Rolls-Royce Wins Qatar Backing for Mini Nuclear Reactor Project

21 Dec 2021  by   

Qatar will invest £85m in a Rolls-Royce led programme to build a new generation of smaller nuclear reactors, as part of the UK’s push to meet its 2050 net zero carbon targets.

The investment by the Gulf state’s sovereign wealth fund is a significant boost to the programme, which is aiming to develop a UK-designed small nuclear reactor to be built in factories and then assembled on site, reducing the risks and huge costs of construction of big nuclear power plants.

UK ministers announced last month that they would commit £210m of grant funding to the Rolls-Royce led programme after the aero-engine maker said it had received £145m of investment from two private sector backers. Rolls-Royce is putting in £50m.

Under the terms of the latest agreement, Qatar will invest £85m in the consortium, Rolls-Royce Small Modular Reactor, for a 10 per cent stake.

US energy company Exelon Generation and BNF Resources, an investment vehicle backed by members of France’s wealthy Perrodo family, will own 20 per cent. Rolls-Royce, which has developed the SMR business for the past six years, will own the remaining 70 per cent.

The Qatari backing will help the consortium fund its design through the first two stages of the UK’s rigorous regulatory process for assessing nuclear reactors, which is expected to take about four years. Rolls-Royce is hoping to build the first SMR early in the next decade.

Rolls-Royce’s design has a generation capacity of 470MW, which is small compared with Hinkley Point C, a 3.2GW two-reactor nuclear plant under construction in Somerset in south-west England. But its capacity is not far off some of Britain’s earliest nuclear power stations.

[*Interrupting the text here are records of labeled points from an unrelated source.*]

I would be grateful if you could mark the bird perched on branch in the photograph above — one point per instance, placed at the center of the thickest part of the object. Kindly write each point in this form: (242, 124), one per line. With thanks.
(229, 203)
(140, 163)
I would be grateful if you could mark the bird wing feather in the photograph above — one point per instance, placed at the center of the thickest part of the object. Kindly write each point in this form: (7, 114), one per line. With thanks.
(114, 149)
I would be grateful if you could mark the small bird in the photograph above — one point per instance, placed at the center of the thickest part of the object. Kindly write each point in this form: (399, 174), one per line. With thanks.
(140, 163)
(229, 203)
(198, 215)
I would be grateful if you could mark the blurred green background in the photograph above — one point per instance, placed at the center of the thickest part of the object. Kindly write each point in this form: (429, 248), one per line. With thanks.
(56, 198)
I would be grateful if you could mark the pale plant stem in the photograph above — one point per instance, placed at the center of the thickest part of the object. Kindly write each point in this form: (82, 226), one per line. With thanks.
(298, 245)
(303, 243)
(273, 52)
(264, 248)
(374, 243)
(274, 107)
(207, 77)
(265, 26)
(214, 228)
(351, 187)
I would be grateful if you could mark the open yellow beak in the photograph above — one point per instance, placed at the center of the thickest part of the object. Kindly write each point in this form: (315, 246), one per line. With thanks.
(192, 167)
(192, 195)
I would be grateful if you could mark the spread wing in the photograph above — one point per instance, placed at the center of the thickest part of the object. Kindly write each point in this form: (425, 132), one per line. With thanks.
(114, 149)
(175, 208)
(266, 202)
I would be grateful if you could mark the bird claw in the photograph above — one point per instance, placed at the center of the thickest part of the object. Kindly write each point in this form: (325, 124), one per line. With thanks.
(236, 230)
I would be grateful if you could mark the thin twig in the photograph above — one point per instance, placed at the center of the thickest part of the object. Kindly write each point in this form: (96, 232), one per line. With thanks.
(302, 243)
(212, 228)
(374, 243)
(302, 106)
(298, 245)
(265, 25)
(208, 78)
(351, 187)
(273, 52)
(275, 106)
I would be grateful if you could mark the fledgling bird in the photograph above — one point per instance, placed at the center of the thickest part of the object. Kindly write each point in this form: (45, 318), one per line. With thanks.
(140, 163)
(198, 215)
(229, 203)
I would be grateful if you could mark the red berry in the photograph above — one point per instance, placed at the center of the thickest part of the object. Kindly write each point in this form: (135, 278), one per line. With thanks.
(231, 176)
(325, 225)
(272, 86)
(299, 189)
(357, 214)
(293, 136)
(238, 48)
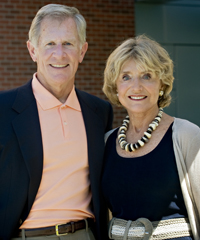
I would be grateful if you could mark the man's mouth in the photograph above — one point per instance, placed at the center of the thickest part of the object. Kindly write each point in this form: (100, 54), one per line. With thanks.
(59, 66)
(137, 98)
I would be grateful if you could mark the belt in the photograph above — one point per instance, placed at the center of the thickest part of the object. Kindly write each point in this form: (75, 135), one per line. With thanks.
(59, 229)
(143, 229)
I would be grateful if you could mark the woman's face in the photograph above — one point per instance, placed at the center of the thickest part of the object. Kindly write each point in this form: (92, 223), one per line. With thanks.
(138, 90)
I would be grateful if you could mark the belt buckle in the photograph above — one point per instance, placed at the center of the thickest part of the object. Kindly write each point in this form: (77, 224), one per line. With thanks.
(57, 230)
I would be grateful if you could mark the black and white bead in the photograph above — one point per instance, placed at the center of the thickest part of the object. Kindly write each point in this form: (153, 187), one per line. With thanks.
(131, 147)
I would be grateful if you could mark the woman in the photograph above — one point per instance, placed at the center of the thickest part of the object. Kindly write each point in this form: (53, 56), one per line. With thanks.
(152, 162)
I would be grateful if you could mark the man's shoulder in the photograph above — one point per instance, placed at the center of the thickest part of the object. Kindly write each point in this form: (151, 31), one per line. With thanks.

The government has committed to supporting both smaller and large-scale nuclear plants as part of plans to create jobs and help meet future electricity demand, which is expected to double by 2050. Other countries including the US and France are developing SMRs.

However, sceptics argue that Rolls-Royce’s small nuclear reactor is not yet proved and will come too late to make a significant contribution to the UK’s recently announced target to make electricity generation net zero on carbon emissions by 2035.

Mansoor bin Ebrahim Al-Mahmoud, chief executive officer of the Qatar Investment Authority said the fund was “investing in the energy transition and funding the technologies that enable low carbon electricity generation”.

Qatar’s investment comes after it announced last month that it would partner Rolls-Royce to build a UK science and engineering campus to develop green technology start-ups.

The gas-rich Gulf state already has a relationship with Rolls-Royce: Qatar Airways is one of the biggest customers for its Trent jet engines.

​For Rolls-Royce, the partnership and the small nuclear reactor project are among a number of initiatives it is pursuing to convince investors that it could benefit from global efforts to combat climate change.